Chiral shape and swirling of cultured mammalian cells. Left: cultured murine myoblasts (top) and vascular mesenchymal cells (bottom) demonstrate intrinsic chirality when plated on a substrate with a ring or stripe micropattern. Schemas are adopted from Wan et al. [49] and Chen et al. [50]. Right: fibroblasts from human foreskin seeded on a micropattern show anticlockwise chiral swirling. Radial actin fibres initially situated in a radial pattern eventually start to tilt rightward (top). The clockwise rotation of actin filaments in radial fibres generated by formin may cause the rightward tilting (bottom).

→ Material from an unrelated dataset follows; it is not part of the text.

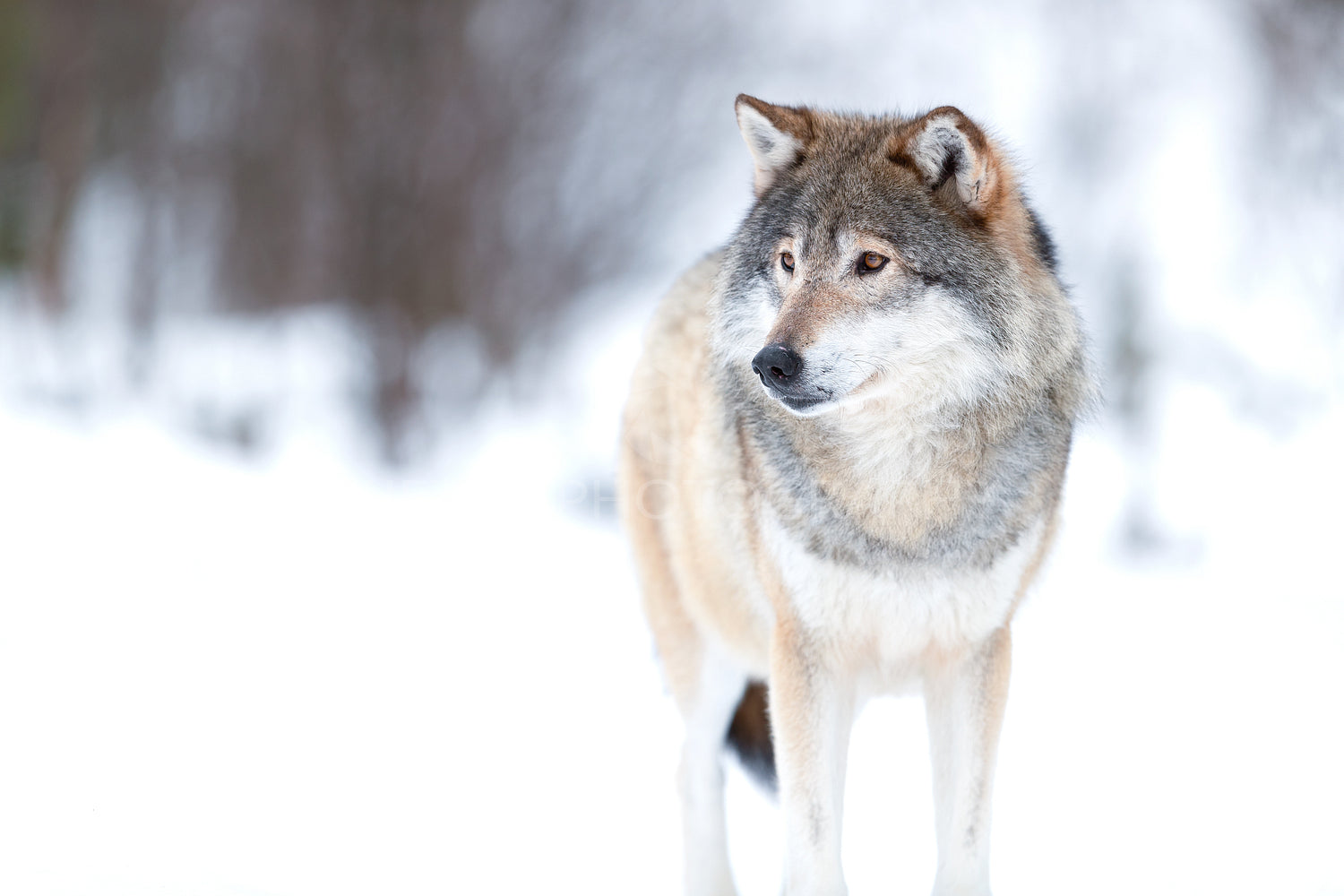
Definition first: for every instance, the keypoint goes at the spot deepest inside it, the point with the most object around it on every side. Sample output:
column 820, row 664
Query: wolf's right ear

Schemas are adopted from Tee et al. [42].

Figure 7.

The ‘F cell’ concept and LR asymmetric development in the absence of an LR axis. Left: in vertebrates, LR morphogenesis occurs according to an established body LR axis. Right: in Drosophila, chiral cells may behave like an F cell, which is analogous to the F molecule—a hypothetical LR determinant—at the cellular level and drive LR asymmetric development in individual organs, without establishing an LR axis of the whole embryo.